Dans les faits, la titrisation a péché de deux manières. D'abord parce qu'on a exagéré le refinancement des dettes à long terme par des actifs à court terme, mais surtout parce qu'on a créé des conduits qui "titrisaient la titrisation" : ces produits dérivés comportaient des palettes de risques très diversifiés et étaient financés par l'endettement. C'est là la principale dérive du système : rajouter un endettement qui a pour seul objectif d'améliorer le rendement. La logique même du rôle du banquier prêteur est transgressée. Risques sur risques n'a jamais conduit à un financement sain d'une économie mondiale en pleine ébullition.
Mais les difficultés ne s'arrêtent pas là. L'une des sources des difficultés présentes et à venir est le fait que les banques de financement et d'investissement ne se sont absolument pas préparées à l'existence sérieuse d'un marché secondaire où s'échangent des titres fondés sur des créances. Il n'y a en fait aujourd'hui aucun des instruments qui permettraient le bon fonctionnement de ce marché. On est placé dans une situation absurde, et extrêmement dangereuse, où l'investisseur est censé conserver ses titres jusqu'à l'extinction de la créance, alors qu'un marché, pour bien fonctionner, doit être animé et liquide.

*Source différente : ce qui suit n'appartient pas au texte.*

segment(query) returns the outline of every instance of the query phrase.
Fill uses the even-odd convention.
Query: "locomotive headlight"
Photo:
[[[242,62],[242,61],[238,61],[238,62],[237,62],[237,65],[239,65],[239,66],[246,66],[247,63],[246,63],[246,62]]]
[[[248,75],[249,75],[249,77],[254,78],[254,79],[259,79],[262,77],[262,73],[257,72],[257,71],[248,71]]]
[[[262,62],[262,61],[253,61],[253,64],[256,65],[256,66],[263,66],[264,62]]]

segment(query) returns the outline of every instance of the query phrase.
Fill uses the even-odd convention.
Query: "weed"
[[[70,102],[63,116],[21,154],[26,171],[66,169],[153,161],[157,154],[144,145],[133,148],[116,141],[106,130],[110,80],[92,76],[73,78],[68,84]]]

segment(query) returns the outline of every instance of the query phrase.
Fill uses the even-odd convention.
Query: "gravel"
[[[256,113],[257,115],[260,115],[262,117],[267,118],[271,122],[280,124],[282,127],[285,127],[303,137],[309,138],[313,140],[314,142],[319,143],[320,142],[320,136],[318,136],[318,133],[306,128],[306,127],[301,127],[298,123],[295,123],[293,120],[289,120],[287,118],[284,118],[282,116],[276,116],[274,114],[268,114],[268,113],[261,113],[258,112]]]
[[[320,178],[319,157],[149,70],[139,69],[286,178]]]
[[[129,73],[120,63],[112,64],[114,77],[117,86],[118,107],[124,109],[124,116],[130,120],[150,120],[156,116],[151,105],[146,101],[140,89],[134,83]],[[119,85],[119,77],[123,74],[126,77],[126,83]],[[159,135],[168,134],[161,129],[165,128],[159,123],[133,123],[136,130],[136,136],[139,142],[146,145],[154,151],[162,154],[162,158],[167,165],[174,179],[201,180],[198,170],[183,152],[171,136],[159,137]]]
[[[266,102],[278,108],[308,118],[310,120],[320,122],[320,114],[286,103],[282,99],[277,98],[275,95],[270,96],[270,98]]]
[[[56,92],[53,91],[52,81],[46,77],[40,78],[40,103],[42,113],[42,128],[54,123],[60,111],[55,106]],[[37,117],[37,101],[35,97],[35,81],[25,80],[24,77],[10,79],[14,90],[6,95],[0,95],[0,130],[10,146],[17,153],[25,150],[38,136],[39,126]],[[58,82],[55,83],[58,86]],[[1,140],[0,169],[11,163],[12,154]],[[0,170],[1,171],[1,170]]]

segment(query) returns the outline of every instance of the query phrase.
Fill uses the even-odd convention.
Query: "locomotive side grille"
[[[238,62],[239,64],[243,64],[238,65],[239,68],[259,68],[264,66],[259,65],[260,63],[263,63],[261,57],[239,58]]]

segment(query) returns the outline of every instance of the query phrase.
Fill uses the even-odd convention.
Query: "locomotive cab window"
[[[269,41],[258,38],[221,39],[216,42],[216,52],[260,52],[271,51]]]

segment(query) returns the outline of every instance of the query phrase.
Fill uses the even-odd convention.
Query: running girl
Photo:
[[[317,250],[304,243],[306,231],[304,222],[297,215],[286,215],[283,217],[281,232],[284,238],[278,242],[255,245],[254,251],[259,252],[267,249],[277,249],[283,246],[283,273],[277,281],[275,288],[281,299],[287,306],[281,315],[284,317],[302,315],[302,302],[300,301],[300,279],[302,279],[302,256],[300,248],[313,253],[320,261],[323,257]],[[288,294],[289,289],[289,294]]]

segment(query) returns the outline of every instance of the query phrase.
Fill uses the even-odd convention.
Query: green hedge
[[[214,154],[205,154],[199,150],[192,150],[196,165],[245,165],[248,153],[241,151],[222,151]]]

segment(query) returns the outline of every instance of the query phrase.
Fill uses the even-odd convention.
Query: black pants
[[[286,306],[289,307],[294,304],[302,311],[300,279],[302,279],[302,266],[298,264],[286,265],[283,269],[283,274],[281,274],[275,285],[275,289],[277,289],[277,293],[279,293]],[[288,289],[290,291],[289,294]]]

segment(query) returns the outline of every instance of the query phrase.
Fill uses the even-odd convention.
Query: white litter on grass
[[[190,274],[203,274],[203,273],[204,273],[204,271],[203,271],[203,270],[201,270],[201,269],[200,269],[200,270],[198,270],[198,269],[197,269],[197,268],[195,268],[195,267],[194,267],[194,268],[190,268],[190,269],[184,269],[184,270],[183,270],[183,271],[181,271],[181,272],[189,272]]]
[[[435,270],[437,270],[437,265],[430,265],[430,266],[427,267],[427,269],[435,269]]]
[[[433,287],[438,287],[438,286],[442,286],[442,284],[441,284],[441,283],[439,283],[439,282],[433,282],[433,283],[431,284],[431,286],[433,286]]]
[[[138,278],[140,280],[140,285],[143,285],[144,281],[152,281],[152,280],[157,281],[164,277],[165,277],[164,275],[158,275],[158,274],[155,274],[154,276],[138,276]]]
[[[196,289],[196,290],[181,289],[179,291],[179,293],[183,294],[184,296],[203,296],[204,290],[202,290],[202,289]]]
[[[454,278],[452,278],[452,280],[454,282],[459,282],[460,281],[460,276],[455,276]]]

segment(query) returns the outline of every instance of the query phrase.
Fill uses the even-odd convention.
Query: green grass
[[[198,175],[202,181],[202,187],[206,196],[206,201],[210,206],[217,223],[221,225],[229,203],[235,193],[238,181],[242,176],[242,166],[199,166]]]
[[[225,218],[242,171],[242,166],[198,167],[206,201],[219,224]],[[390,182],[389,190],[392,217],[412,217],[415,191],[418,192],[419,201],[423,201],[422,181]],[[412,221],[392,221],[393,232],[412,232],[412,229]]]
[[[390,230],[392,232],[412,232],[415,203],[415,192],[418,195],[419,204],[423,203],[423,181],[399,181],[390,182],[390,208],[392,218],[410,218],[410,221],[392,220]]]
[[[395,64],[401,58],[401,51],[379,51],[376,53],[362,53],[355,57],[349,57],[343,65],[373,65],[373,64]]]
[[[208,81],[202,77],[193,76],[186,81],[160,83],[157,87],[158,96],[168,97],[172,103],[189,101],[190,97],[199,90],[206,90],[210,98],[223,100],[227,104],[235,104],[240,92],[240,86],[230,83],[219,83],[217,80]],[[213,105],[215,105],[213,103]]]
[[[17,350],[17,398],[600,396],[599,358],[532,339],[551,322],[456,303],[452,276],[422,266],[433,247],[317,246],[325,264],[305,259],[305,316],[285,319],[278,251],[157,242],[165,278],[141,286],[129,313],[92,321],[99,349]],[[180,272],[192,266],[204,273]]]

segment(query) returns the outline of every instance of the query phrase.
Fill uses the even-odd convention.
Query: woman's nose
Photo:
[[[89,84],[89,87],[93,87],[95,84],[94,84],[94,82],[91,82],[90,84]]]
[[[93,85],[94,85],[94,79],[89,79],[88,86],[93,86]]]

Le résultat de ces excès, de ces risques inutiles, de ces erreurs de conception, ne s'est pas fait attendre. Un monde sans liquidités organisées fait peur et crée ce qui est le cœur de toute crise financière, c'est-à-dire la perte de confiance. Celle-ci a touché toutes les formes de titrisations bien au-delà du premier choc de l'été 2007 et de la crise des subprimes. Les cours des émissions ont fortement baissé pour la raison simple que personne n'est capable d'évaluer les risques de ces titrisations, donc de formuler un prix raisonnable, d'autant que tous ces produits ne peuvent être réellement négociés sur le marché. Là se trouve, pour une large part, l'origine des formidables pertes des grandes banques américaines.
Jusqu'où tout cela ira-t-il ?
A une évolution cyclique classique de l'immobilier, qui aurait simplement ralenti la croissance américaine, britannique et espagnole, est venu se surajouter un dérèglement financier dont les conséquences pourraient être beaucoup plus graves et qui touche au premier chef les principaux bénéficiaires des cinq dernières années, les banques et les grands fonds spéculatifs. C'est ce qui explique que les primes de risques des banques se soient nettement plus dégradées que celles des sociétés industrielles. Mais les primes de risque ont augmenté, tous marchés et secteurs confondus, et continueront à le faire car elles intègrent désormais une perspective de récession macro-économique, et donc des taux de défaut supérieurs à ceux qui sont constatés aujourd'hui.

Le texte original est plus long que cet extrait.